Author here - quick context so this doesn’t read like a hot take.
Dataset: 148,421 public HN stories from Algolia since 2007, filtered to score ≥5. Split is strictly chronological: train < Jul 2025, val Aug–Dec 2025, holdout Jan 2026+. Random splits are misleading here because kNN features leak future neighbors.

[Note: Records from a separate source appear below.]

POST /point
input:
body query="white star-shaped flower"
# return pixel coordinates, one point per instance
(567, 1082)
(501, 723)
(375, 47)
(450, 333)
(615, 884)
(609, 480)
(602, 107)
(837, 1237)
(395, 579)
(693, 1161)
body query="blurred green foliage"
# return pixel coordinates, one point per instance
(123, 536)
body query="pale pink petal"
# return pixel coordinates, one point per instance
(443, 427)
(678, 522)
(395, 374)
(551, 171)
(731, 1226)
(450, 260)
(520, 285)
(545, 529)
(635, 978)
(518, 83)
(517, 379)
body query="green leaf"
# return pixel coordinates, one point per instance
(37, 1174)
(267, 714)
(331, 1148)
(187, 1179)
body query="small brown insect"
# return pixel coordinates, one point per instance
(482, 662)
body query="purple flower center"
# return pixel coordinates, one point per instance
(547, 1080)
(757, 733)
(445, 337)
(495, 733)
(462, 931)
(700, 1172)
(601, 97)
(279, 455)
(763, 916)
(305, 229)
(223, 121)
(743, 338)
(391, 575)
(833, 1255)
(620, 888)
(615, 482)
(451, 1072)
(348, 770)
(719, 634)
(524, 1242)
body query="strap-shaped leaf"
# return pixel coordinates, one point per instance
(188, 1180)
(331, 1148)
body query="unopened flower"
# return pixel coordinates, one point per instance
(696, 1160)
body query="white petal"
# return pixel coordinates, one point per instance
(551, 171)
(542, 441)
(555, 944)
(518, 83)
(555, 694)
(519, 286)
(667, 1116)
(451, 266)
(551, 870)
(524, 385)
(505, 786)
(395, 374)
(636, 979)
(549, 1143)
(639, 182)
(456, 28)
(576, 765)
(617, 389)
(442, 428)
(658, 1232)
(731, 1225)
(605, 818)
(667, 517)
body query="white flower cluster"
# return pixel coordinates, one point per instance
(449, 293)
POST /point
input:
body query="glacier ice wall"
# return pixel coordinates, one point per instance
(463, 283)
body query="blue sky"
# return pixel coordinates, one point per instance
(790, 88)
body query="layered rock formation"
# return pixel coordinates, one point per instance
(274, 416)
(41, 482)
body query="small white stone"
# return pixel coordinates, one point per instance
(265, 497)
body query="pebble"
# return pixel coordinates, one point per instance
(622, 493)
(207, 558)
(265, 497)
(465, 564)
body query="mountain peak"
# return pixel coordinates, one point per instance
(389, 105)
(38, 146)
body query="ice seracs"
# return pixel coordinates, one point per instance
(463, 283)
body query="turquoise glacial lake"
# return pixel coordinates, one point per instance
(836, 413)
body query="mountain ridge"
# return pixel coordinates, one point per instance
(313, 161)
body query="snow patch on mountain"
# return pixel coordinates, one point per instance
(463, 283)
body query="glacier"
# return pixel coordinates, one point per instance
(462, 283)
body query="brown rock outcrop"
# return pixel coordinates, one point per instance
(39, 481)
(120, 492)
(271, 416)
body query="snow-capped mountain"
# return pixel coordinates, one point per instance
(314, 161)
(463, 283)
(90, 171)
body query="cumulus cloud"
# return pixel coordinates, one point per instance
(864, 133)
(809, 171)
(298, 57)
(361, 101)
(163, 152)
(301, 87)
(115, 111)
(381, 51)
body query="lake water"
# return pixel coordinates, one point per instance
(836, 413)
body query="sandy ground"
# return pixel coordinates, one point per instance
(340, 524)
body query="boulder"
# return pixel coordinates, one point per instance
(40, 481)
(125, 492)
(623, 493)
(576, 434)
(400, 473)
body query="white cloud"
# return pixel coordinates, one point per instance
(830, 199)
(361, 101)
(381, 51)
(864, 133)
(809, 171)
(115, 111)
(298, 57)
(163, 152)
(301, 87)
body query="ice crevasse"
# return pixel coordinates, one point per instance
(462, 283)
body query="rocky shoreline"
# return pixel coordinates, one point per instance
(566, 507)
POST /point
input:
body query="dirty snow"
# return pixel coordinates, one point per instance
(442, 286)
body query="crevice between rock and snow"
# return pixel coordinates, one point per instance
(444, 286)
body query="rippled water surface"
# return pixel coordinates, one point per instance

Model: LightGBM with 4 heads: median, p10, p90, and score ≥100 classifier with isotonic calibration. Compiled to plain JS via m2cgen and runs inside a Vercel function — no Python/ONNX/runtime. ~10 MB bundle, sub-ms inference.
Holdout:
* Spearman ρ = 0.33 on log_score
* MAE log = 1.65, roughly ~5x off in raw points
* AUC for score ≥100 = 0.67
* Precision@30 = 0.83
So: not magic. About one-third of the signal seems recoverable from title/context. AUC is below ontology2’s 2014 title-only baseline, around/above recent BERT fine-tunes I found.
Two things I haven’t seen elsewhere:
1. Comment simulator grounds every fake comment in a real top comment from a kNN neighbor, with `[src]`.
2. `/predictions` runs a live calibration ledger against actual HN top 30 every 10 min, so the model can’t hide behind a static benchmark.